Our lead character is a hard man.  As seen in Casino Royale, Daniel Craig’s new James Bond is more physical, more cunning, and more dangerous than any Bond before.  In our initial design work, this led us to a game targeted at a hardcore gamer.  When we stepped back to evaluate our plans, we didn’t feel that was the right decision.  Although Daniel Craig is brand new, James Bond has a long rich history, and not all Bond fans spend 10+ hours/week playing games like we do.  After re-thinking our strategy, we created a Bond we felt would be more accessible to a mainstream audience.

Some previews have said the first-person elements of our game feel like a Call of Duty game, which makes sense.  Though we added the new layer of third-person Cover Combat, we looked at the best first-person shooters when setting game variables like player movement speed, reticle speed, depth-of-field, ADS zoom (“align down sight”), weapon damage, reload speeds, grenade distance, etc.  We also researched level layouts – opening reads, enemy engagement distances, elevation change, visibility, and cover locations were all things we investigated in games like Call of Duty, Halo, Rainbow Six Vegas, Half-Life, Bioshock, and others.
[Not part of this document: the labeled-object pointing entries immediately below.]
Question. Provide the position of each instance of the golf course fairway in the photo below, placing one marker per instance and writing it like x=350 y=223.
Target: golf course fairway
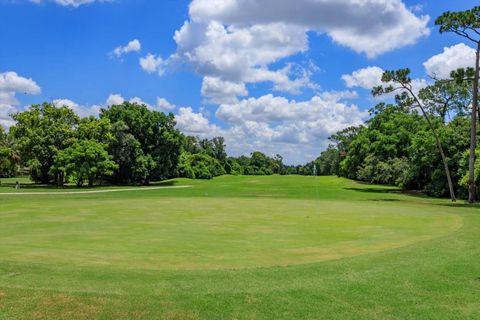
x=238 y=248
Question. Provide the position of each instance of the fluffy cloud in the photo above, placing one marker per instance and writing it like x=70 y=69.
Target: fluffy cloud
x=297 y=130
x=164 y=105
x=369 y=26
x=132 y=46
x=11 y=84
x=232 y=43
x=370 y=77
x=114 y=99
x=366 y=78
x=71 y=3
x=195 y=124
x=151 y=64
x=452 y=58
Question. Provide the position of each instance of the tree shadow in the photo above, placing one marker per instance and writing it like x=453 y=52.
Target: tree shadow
x=33 y=186
x=460 y=204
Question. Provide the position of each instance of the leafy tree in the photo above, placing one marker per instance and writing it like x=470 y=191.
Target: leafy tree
x=400 y=80
x=9 y=156
x=91 y=128
x=41 y=132
x=328 y=162
x=444 y=97
x=467 y=25
x=199 y=166
x=85 y=160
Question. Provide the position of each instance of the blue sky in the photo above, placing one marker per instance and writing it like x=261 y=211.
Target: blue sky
x=270 y=75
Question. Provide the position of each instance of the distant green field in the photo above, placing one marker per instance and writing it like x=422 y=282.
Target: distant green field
x=237 y=248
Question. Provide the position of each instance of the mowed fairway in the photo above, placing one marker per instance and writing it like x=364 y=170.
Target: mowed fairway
x=238 y=248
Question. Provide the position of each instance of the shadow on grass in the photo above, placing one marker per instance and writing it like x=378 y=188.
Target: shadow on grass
x=410 y=193
x=33 y=186
x=460 y=204
x=384 y=200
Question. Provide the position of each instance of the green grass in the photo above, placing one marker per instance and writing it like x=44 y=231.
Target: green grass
x=238 y=248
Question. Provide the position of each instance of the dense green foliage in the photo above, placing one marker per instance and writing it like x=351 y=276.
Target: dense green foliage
x=9 y=157
x=396 y=147
x=146 y=144
x=127 y=144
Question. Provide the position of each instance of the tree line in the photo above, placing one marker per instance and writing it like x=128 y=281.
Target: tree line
x=426 y=140
x=126 y=144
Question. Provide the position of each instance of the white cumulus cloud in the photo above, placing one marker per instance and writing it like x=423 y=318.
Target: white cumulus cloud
x=70 y=3
x=452 y=58
x=12 y=84
x=153 y=64
x=233 y=43
x=132 y=46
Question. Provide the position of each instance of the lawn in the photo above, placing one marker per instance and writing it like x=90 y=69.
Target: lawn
x=237 y=248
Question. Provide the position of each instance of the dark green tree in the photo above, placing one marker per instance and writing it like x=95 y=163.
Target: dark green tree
x=400 y=81
x=85 y=160
x=467 y=25
x=41 y=132
x=152 y=142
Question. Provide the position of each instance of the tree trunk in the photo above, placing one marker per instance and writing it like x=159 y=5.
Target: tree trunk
x=439 y=147
x=472 y=187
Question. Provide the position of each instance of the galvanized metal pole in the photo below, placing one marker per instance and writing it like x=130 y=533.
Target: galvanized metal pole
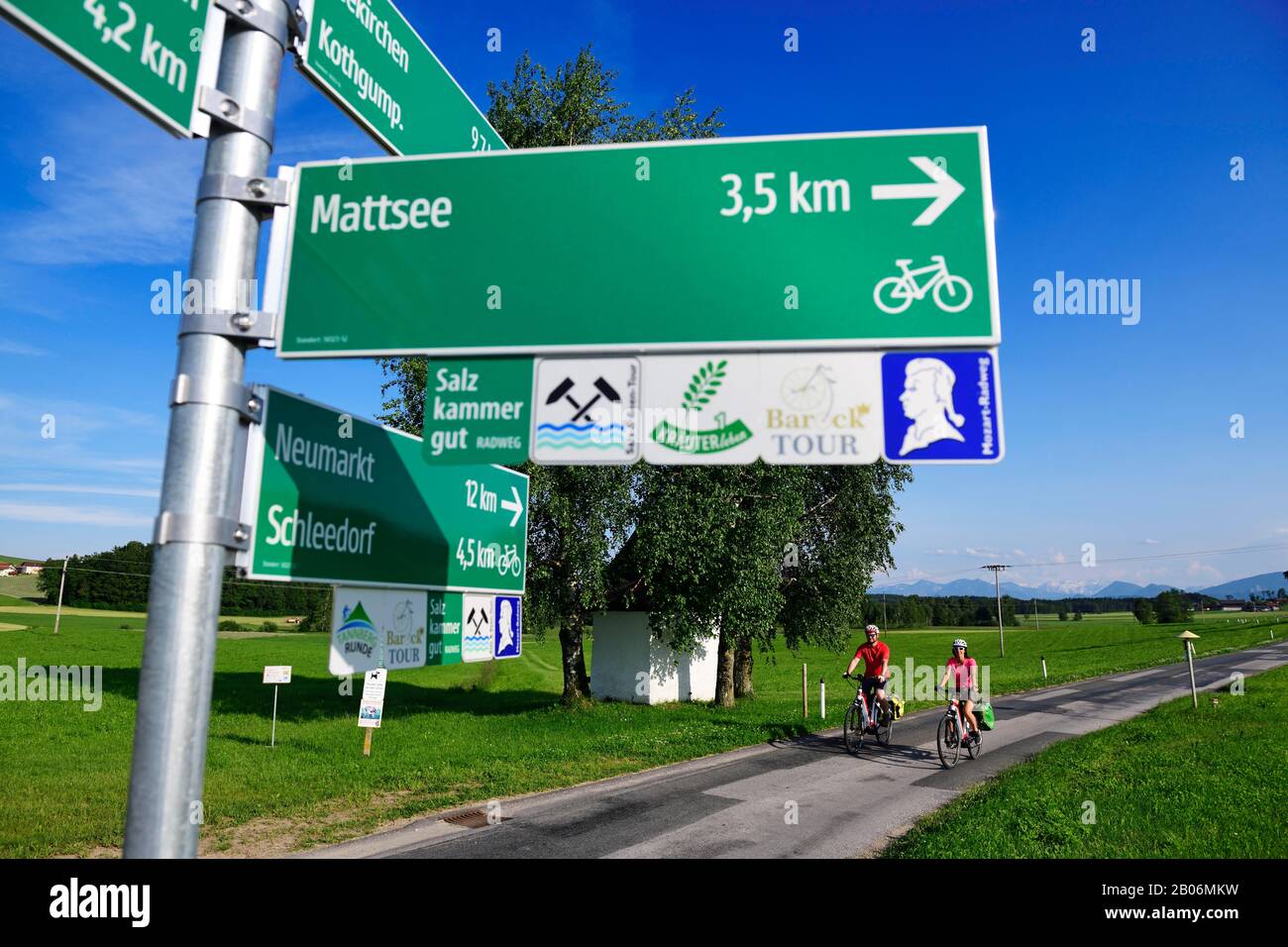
x=201 y=478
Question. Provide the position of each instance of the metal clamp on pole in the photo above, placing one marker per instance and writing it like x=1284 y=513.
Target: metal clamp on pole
x=252 y=16
x=204 y=528
x=224 y=108
x=265 y=193
x=252 y=326
x=211 y=390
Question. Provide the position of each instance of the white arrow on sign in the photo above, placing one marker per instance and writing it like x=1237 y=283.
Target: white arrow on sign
x=514 y=505
x=943 y=187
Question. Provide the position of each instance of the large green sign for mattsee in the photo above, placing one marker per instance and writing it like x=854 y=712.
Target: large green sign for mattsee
x=366 y=56
x=149 y=52
x=335 y=499
x=849 y=240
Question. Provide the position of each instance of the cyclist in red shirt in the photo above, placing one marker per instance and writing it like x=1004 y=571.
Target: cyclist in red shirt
x=876 y=667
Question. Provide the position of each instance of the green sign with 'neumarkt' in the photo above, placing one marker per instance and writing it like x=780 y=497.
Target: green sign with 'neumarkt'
x=331 y=497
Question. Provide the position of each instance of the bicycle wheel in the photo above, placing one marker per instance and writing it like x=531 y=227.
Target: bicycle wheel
x=949 y=746
x=885 y=724
x=854 y=729
x=957 y=295
x=897 y=304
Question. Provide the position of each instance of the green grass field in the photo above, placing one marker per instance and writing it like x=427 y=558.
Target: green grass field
x=14 y=590
x=1170 y=784
x=452 y=735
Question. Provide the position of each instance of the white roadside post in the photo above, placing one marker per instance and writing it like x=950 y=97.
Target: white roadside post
x=1189 y=638
x=62 y=582
x=197 y=526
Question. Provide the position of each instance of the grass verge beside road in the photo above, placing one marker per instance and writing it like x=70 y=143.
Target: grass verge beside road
x=452 y=736
x=1175 y=783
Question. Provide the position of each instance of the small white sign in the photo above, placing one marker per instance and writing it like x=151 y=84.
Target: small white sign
x=377 y=628
x=277 y=674
x=478 y=620
x=819 y=407
x=699 y=408
x=373 y=707
x=587 y=411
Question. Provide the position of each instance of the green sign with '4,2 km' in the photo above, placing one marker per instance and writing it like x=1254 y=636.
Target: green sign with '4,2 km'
x=848 y=240
x=149 y=52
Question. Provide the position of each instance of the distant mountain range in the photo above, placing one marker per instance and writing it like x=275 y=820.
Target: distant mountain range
x=1239 y=587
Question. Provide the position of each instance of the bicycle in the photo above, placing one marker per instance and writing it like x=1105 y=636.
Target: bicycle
x=951 y=292
x=948 y=737
x=858 y=722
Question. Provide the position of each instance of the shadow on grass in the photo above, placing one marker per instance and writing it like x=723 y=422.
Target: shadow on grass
x=312 y=698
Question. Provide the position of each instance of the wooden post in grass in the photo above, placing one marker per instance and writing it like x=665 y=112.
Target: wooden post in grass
x=1189 y=637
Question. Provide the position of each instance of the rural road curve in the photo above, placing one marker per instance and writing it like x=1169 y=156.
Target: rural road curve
x=733 y=802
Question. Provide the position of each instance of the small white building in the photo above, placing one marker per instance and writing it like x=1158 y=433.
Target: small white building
x=629 y=663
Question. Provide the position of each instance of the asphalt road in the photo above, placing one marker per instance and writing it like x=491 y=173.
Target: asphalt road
x=734 y=804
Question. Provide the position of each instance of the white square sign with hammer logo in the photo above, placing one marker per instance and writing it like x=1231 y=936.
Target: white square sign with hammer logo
x=587 y=411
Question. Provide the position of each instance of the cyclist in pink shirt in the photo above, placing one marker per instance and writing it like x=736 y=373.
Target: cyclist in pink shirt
x=962 y=671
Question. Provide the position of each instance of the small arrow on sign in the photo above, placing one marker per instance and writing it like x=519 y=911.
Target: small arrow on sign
x=514 y=505
x=943 y=187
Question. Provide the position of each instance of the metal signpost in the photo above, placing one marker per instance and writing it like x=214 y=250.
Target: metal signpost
x=330 y=497
x=784 y=243
x=368 y=58
x=156 y=55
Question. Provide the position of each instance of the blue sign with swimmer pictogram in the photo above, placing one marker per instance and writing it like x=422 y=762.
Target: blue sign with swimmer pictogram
x=941 y=407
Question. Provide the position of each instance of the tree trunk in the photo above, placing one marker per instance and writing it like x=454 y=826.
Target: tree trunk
x=576 y=681
x=724 y=669
x=743 y=659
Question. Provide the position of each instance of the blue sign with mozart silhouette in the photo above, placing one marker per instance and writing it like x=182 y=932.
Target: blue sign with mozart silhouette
x=941 y=407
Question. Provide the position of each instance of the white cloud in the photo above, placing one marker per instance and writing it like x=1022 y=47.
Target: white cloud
x=17 y=348
x=77 y=515
x=78 y=488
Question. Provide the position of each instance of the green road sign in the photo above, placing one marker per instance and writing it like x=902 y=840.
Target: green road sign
x=478 y=411
x=366 y=56
x=849 y=240
x=149 y=52
x=334 y=499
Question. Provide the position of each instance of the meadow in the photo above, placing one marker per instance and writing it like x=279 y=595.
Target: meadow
x=452 y=735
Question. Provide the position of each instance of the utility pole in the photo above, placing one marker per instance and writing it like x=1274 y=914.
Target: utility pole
x=62 y=582
x=210 y=406
x=1001 y=639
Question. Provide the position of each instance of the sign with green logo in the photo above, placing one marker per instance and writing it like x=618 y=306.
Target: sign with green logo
x=149 y=52
x=478 y=411
x=334 y=499
x=849 y=240
x=368 y=58
x=699 y=410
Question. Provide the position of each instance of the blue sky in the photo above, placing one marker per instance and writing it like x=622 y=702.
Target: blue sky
x=1113 y=163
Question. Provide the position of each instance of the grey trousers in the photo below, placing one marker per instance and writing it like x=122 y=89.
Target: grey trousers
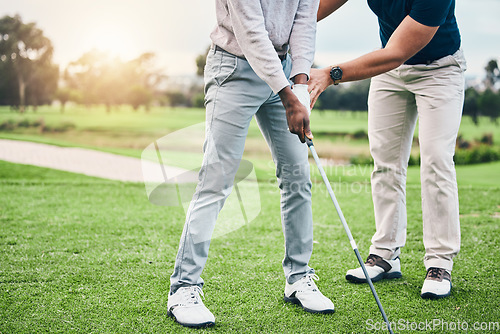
x=233 y=95
x=434 y=93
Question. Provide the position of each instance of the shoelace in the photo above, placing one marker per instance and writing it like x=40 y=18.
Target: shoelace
x=308 y=283
x=371 y=259
x=191 y=295
x=435 y=272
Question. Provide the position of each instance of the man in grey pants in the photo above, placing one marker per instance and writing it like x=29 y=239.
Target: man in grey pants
x=258 y=47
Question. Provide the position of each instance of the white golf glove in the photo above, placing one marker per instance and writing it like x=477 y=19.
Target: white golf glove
x=300 y=90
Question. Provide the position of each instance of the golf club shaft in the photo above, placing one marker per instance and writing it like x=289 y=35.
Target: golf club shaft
x=347 y=231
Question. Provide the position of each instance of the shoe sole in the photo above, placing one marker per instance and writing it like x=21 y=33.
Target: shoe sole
x=296 y=301
x=377 y=278
x=204 y=324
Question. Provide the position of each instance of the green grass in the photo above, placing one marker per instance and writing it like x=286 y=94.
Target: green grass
x=81 y=255
x=127 y=132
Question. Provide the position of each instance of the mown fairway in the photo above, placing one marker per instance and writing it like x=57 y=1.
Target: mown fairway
x=81 y=254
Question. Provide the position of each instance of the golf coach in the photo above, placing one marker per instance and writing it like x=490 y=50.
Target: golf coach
x=419 y=72
x=260 y=47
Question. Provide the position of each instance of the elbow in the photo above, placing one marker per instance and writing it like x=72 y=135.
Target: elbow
x=396 y=60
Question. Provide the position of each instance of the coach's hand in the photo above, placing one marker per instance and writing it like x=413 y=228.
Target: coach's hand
x=297 y=115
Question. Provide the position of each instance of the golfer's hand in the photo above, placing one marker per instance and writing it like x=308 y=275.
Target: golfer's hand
x=297 y=114
x=319 y=80
x=302 y=94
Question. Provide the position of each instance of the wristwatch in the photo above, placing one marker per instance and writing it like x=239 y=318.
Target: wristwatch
x=336 y=74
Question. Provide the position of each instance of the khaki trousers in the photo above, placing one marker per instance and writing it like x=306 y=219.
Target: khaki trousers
x=434 y=93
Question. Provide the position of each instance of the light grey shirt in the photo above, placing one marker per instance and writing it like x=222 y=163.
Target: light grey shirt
x=260 y=29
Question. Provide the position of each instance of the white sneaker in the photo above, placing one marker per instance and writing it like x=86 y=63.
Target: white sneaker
x=305 y=293
x=437 y=284
x=186 y=306
x=377 y=268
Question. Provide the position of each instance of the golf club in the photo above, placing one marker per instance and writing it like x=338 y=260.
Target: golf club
x=347 y=230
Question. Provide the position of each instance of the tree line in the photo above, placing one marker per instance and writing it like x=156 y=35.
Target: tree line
x=28 y=76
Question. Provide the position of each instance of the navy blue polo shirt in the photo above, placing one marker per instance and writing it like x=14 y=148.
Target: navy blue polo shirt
x=431 y=13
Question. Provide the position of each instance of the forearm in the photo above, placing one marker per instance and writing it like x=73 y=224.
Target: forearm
x=326 y=7
x=370 y=65
x=250 y=32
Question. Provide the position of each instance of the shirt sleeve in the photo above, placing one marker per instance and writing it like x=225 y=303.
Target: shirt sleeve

Another game often mentioned in our Previews is GoldenEye. Rare’s GoldenEye was not only the best ever James Bond game, but it was also the first epic first-person shooter on console.  We are all huge fans of GoldenEye – one of our guys actually became a game developer because he loved the game so much! – and we are humbled by any comparisons made to that game, but they’re not fair.  GoldenEye defined a new genre.  We’re very proud of our game, but comparing the two games is like comparing the pilot of a cross-country flight to Lewis and Clark; we may cover the same distance – faster, and more comfortably – but the landscape is much different now than it was back then.  Rare was a true trailblazer with GoldenEye, and we owe them a huge debt of gratitude for the high quality bar they set with their game.

There are a hell of a lot of great games out there right now – I wish I had time to play them all!  But with our technology, a strong lead character, and the fond memories gamers have for GoldenEye, we think Quantum of Solace will fill a need mainstream gamers won’t get in other games this Holiday.  We hope people enjoy playing it as much as we enjoyed making it.